Alvan Yap has been an educator, writer and editor for 16 years. His stint as a special education teacher included a year-long overseas assignment with the Singapore International Foundation. Alvan also worked as an advocate with the Disabled People’s Association and was deputy director of the Singapore Association for the Deaf.

Sallie Yea is Assistant Professor at Humanities and Social Science Education (HSSE), National Institute of Education.

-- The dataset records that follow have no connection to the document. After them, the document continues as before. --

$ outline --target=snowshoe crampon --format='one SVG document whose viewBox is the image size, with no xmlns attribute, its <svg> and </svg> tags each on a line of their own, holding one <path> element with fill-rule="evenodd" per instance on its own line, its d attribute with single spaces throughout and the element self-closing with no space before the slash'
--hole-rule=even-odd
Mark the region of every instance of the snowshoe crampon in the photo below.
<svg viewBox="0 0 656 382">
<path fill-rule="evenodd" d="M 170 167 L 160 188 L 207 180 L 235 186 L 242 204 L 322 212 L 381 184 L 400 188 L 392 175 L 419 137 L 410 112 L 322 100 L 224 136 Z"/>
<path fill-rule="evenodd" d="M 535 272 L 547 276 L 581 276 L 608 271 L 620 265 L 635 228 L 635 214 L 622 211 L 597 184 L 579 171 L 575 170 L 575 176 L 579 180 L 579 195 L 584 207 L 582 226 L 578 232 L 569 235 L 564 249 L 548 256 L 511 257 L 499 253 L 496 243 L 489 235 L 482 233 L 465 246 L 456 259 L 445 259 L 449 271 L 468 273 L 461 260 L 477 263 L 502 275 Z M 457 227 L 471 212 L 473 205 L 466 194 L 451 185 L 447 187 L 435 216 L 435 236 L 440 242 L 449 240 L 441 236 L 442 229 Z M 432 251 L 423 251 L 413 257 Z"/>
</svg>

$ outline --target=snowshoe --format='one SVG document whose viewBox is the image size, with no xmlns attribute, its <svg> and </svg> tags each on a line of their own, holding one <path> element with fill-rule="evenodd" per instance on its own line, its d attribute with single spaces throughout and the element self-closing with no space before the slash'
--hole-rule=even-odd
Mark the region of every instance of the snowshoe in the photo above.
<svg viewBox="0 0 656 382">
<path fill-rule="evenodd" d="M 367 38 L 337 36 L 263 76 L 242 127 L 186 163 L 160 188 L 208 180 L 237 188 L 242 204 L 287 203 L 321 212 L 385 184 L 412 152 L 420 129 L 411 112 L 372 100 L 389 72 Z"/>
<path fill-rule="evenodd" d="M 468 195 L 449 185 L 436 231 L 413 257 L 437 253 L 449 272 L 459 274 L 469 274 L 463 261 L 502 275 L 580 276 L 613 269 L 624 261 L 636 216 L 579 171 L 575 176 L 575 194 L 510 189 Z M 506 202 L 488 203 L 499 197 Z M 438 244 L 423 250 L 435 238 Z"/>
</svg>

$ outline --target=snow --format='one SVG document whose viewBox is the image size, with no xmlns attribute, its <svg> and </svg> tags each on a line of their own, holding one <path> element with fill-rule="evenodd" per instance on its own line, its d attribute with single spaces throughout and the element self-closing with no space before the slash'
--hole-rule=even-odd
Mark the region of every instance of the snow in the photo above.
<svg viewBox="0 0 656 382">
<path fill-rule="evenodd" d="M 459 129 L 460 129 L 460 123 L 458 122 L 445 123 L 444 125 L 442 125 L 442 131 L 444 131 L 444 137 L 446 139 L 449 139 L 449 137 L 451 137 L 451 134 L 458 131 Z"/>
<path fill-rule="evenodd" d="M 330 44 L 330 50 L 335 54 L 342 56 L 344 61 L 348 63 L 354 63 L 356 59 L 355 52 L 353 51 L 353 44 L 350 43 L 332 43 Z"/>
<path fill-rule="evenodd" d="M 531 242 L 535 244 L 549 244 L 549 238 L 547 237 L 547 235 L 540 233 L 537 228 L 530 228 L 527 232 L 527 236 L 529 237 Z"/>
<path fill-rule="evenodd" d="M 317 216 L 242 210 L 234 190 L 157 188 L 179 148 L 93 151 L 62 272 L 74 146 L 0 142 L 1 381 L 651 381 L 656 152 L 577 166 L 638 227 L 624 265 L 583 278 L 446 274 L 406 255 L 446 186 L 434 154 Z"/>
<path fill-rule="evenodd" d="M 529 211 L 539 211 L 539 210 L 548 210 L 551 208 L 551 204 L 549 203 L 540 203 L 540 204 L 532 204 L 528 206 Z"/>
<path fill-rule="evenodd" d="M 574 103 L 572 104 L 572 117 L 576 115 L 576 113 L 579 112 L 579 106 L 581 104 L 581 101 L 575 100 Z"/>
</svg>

Robert Yeo : poet, playwright, novelist and former senior lecturer, Division of Literature and Drama, School of Arts, National Institute of Education. He is the president of The Association for Literature Education (TALE) and is often associated with his second generation literary contemporaries, poets Lee Tzu Pheng and Arthur Yap. Robert Yeo’s bio at the National Library Board’s Infopedia

Khairulanwar Zaini is a teaching assistant at the National University of Singapore.

Kuansong Victor, Zhuang is currently pursuing a PhD in Disability Studies at the University of Illinois at Chicago, focusing on a cultural analysis of the construction of normalcy and inclusion, and the experience of disability in Singapore. His first MA was in History from the National University of Singapore where his research focused on the history of disability in Singapore, tracing the emergence of various discourses of disability and how these were performed, understood and embodied in disabled people.  He was awarded the Chevening Scholarship in 2013 to pursue a second MA in Disability Studies at the University of Leeds where his research focused on a social model analysis of disability policy. He has worked in SG Enable for 6 years before embarking on his PhD and has also served as a grassroots volunteer for over 10 years.